## Sunday, March 9, 2014

### Are the White House Growth Forecasts to Optimistic?

Maybe a little bit, but not by enough to be concerned.

This is discussed by Menzie Chinn, writing at Econbrowser. This is a good post for a macroeconomics student starting to do time series.

Chinn is a much better macroeconometrician that I am; but my approach would be the same: estimate an ARIMA regression and compare the White House forecasts to it.

We’re not going to go as far as an ARIMA model in class. ARIMA’s have 3 components: autoregressive (the AR), integrated (the I), and moving average (the MA). We will start doing AR regressions with Case 2 in the text. Then we do an I regression with Case 4, and an ARI regression with Case 5. Each of those is followed by a number that roughly indicates the complexity of the model. We do an AR(1), then an I(1), then an ARI(1,1). Chinn does an ARIMA(1,1,1). So his results are one regression past what you’ll be doing on homework towards the end of March.* Chinn, or me, or any Ph.D. doing time series could come up with a more complex regression, but the message you need to take away is that at the top levels we find ARIMA regressions to be quite satisfactory … and producing them is a good skill for you to carry away from this class.

What the White House (and CBO) does is announce point estimates of growth rates. They probably could produce interval estimates, but they don’t announce these. A TV weatherperson thinks the public is smart enough to consume interval estimates, but D.C. does not.

Anyway, Chinn uses his ARIMA(1,1,1) to produce a point estimate too. But he also know that the probability of that point estimate getting an exact hit is essentially zero, so he doesn’t bother showing it. Instead, he uses it to produce a 95% confidence interval (we’ll just do point estimates in class). Here’s his chart:

It’s a bit hard to make out his colors and symbols. His 95% confidence interval is the two curves on the top and the bottom at the right that produce a widening range. That’s what his regression says is likely over the next couple of years. The point estimates from the White House are the black triangles, and the CBO point estimate is the (slightly different) red line.

Basically, the White House (and CBO) point estimates are pitched right down the middle of what’s likely. The White House estimate is a tiny bit higher … but still right down the middle. From this, it’s reasonable to conclude that the White House is not being overly optimistic.

Now, one thing Chinn doesn’t discuss is his potential GDP estimate. Note that he’s got the gap between actual and potential GDP closing.  Further, his potential GDP arcs downward a little, rather than growing at a constant rate. So, Chinn is definitely assuming that there has been some sort of structural slowdown in the U.S. economy, and that relative to that, we’re doing a good job of closing off the gap. That’s a decidedly pro-Democratic view: his potential GDP starts curving around 2003, so he’s definitely saying something went wrong 10 years ago (when Bush was in charge), and that it isn’t fixed yet. Perhaps he’s right … but he is assuming that position, rather than defending it.
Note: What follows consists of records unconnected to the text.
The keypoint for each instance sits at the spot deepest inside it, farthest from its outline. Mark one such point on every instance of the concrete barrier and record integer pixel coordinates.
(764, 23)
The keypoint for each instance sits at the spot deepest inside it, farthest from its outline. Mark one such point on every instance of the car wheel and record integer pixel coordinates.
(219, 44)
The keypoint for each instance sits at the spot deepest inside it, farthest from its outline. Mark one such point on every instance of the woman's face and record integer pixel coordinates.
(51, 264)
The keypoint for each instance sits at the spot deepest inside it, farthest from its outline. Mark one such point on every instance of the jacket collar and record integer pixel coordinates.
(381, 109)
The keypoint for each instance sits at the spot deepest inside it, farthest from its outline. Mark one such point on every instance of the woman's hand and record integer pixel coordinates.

I don’t think you should judge him harshly on that (I’m not sure he isn’t right) … but I do think I’m supposed to train you to spot that sort of thing.

* FWIW: You really can’t do an MA in Excel, so if I were to take you that additional step, we’d need to use some more serious stats package like R or gretl. That’s not a huge hurdle, but big enough to push it beyond the scope of this class.